P. d'H. : "Toute une série de projets Casdar(1) ont été construits autour de la prairie, des prairies permanentes et notamment des prairies AOP, dont certains ont été formalisés suite à ces échanges entre éleveurs, ingénieurs du développement et chercheurs. C'est le cas des travaux menés autour de la typologie des prairies AOP, classées en fonction des services qu'elles peuvent rendre. D'autres projets ont fait suite à des discussions lors des précédentes Journées de l'herbe."

A-t-on fait le tour aujourd'hui de la question ? Reste-t-il des zones d'ombre sur les prairies ?

P. d'H. : "On continue d'en apprendre tous les jours sur l'herbe ! Par exemple, même si son rôle dans le stockage du CO2 est connu, on commence à préciser davantage les mécanismes à l'œuvre et les facteurs qui peuvent influencer cette captation de carbone.  L'Unité de recherche sur l'écosystème prairial (Urep) que dirige Pascal Carrere sur le site Inra de Drouël travaille ainsi à fournir des éléments de compréhension et des indicateurs du fonctionnement de l'écosystème prairial dans un environnement changeant et incertain, notamment via l'étude des cycles carbone et azote en prairie dans un contexte de changement climatique et de productions agricoles durables (peu de fertilisation et de lessivage de nitrates, émissions de gaz à effet de serre faibles, maintien ou augmentation du carbone du sol). De même, des interrogations demeurent sur la valeur alimentaire des prairies notamment permanentes, sur comment faire évoluer la gestion de la prairie pour une flore plus diverse, propice à la qualité des productions..."

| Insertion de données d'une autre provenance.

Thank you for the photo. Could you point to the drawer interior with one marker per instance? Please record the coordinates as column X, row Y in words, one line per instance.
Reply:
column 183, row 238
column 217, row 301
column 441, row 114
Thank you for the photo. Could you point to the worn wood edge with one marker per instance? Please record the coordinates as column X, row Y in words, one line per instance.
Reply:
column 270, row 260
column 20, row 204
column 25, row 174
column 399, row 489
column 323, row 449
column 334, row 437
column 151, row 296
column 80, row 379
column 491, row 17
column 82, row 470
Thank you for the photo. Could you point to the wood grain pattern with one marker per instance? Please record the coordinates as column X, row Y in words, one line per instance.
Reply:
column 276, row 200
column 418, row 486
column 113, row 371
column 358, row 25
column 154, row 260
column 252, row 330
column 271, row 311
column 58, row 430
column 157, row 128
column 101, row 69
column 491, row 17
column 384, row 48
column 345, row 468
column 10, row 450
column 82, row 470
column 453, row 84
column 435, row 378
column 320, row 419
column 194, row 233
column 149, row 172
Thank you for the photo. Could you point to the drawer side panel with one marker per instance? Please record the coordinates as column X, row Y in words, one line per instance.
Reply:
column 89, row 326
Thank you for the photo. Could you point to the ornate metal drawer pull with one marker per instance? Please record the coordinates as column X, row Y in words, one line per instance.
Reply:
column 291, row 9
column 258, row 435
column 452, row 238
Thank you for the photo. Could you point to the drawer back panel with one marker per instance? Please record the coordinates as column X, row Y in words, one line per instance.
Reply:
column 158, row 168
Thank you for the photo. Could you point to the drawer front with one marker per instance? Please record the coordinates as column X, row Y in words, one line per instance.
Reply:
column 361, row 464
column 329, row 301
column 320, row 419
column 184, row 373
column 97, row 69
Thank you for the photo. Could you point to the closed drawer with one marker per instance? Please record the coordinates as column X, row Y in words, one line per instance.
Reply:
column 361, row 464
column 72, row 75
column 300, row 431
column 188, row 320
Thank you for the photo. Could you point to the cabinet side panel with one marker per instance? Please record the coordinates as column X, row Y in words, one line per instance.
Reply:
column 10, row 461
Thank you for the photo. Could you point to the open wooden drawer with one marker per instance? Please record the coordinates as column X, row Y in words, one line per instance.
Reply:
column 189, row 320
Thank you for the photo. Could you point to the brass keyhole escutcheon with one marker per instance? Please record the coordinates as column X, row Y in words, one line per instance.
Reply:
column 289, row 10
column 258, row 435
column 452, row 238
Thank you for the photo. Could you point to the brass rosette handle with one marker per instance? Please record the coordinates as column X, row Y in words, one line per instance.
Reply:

Pour l'heure, le changement climatique et les injonctions sociétales sont plus subies qu'anticipées par le monde de l'élevage, comment cette journée peut-elle contribuer à donner des clés aux agriculteurs ?

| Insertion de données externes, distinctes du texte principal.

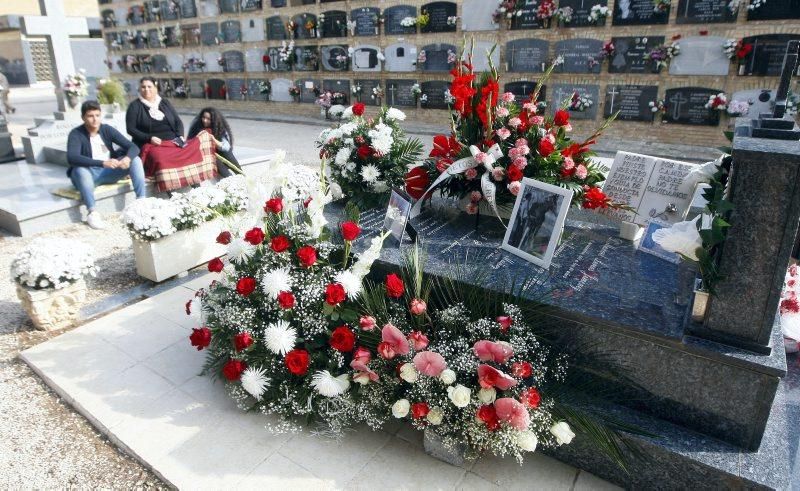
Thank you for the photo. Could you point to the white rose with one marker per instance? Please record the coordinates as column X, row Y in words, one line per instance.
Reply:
column 447, row 376
column 435, row 416
column 400, row 408
column 409, row 373
column 487, row 396
column 527, row 441
column 562, row 432
column 459, row 395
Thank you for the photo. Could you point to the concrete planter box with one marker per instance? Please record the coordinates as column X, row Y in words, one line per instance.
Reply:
column 168, row 256
column 52, row 309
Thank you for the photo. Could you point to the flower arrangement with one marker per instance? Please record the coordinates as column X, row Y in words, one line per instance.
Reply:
column 368, row 156
column 53, row 263
column 496, row 142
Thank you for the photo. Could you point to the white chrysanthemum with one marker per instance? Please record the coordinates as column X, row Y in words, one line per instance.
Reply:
column 370, row 173
column 255, row 381
column 280, row 337
column 328, row 385
column 350, row 281
column 276, row 281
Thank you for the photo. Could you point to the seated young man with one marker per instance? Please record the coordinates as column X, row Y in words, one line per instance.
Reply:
column 93, row 159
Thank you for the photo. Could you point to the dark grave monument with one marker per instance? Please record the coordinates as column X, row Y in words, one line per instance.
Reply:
column 398, row 93
column 687, row 105
column 435, row 94
column 527, row 55
column 629, row 54
column 334, row 24
column 632, row 102
column 276, row 28
column 440, row 13
column 437, row 57
column 394, row 15
column 366, row 19
column 704, row 12
column 231, row 31
column 637, row 12
column 580, row 55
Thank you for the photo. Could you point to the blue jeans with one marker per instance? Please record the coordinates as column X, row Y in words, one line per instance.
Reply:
column 86, row 178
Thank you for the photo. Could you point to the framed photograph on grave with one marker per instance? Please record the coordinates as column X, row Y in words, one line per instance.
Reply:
column 537, row 221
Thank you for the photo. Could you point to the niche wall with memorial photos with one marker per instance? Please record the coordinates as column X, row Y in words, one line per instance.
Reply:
column 384, row 50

P. d'H. : "Via les ateliers interactifs (lire ci-contre), des témoignages d'éleveurs qui ont fait évoluer leurs pratiques ou s'interrogent pour le faire, via l'intervention de Marie Tissot du Sidam sur les enseignements du projet AP3C(2), qui, outre le constat des évolutions climatiques, donnera des repères sur les scenarii envisagés pour l'agriculture du Massif central et les évolutions techniques à prévoir. Pascal Carrere développera lui les pistes d'adaptations possibles vues de la recherche, avec les notions de complémentarité, diversité des prairies."

(1) Compte d'affectation spéciale développement agricole et rural.

(2) Adaptations des pratiques culturales au changement climatique.